Crohn's Disease 

This is a chronic (long term) form of inflammatory bowel disease that usually affects the lower small intestine (the ileum) or the large intestine (colon), but it can affect the entire gastrointestinal tract from the mouth to the rectum. The most common symptoms of Crohn’s disease are abdominal pain (often in the lower right area) and diarrhoea. Rectal bleeding, weight loss, arthritis, skin problems and fever may also occur. Internal bleeding can sometimes result in anaemia. Children with Crohn’s disease may suffer delayed development and stunted growth. Intestinal blockage may occur as the disease tends to thicken the intestinal wall with swelling and scar tissue. Crohn’s disease may also cause sores, or ulcers, that tunnel through the affected area into surrounding tissues, such as the bladder, vagina, or skin.


There is no complete agreement on the cause of Crohn's Disease but the most popular theory is that the body’s immune system mistakes certain bacteria and foods for antigens (foreign substances). It attacks these “invaders” by activating white blood cells which then accumulate in the lining of the intestines and trigger chronic inflammation, leading to ulcerations and bowel injury. Some research suggests that high levels of a protein produced by the immune system, called tumor necrosis factor (TNF), are present in people with Crohn’s disease.

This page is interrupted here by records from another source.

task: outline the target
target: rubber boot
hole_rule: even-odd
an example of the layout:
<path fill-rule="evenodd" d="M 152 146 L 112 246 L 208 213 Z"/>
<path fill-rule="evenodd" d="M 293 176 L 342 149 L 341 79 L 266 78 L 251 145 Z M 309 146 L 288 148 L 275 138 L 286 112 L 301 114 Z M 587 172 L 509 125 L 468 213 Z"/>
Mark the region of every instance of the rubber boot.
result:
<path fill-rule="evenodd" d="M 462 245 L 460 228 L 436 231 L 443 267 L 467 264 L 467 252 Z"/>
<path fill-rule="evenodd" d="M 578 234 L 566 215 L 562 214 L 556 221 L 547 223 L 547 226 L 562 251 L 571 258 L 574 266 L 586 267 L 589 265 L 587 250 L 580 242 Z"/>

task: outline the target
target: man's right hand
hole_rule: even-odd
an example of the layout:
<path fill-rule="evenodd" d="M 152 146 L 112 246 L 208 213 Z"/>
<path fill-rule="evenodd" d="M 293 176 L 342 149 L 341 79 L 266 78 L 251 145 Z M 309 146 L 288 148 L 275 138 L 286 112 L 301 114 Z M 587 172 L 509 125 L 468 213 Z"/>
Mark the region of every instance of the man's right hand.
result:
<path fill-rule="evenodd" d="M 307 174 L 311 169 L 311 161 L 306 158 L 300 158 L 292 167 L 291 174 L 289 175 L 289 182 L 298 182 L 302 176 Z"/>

Blood tests can check for anaemia (to identify internal bleeding) and a high white blood cell count (to identify inflammation). A stool sample can help to diagnose bleeding or infection in the intestines. An upper GI (gastro intestinal) examination may look at the small intestine with the use of a barium meal (a chalky solution that coats the lining of the small intestine before x rays are taken, revealing inflammation or other abnormalities in the intestine). A visual examination of the colon could involve either a sigmoidoscopy or a colonoscopy. For both of these tests, the doctor inserts a long, flexible, lighted tube linked to a computer and TV monitor into the anus. A sigmoidoscopy allows the doctor to examine the lining of the lower part of the large intestine, while a colonoscopy allows the doctor to examine the lining of the entire large intestine. The doctor may also do a biopsy, which involves taking a sample of tissue from the lining of the intestine to view with a microscope.


Medication and surgery are both options that need to be weighed up very carefully. A complementary approach that involves diet, herbal medicine, stress management and other possibilities is certainly worth consideration.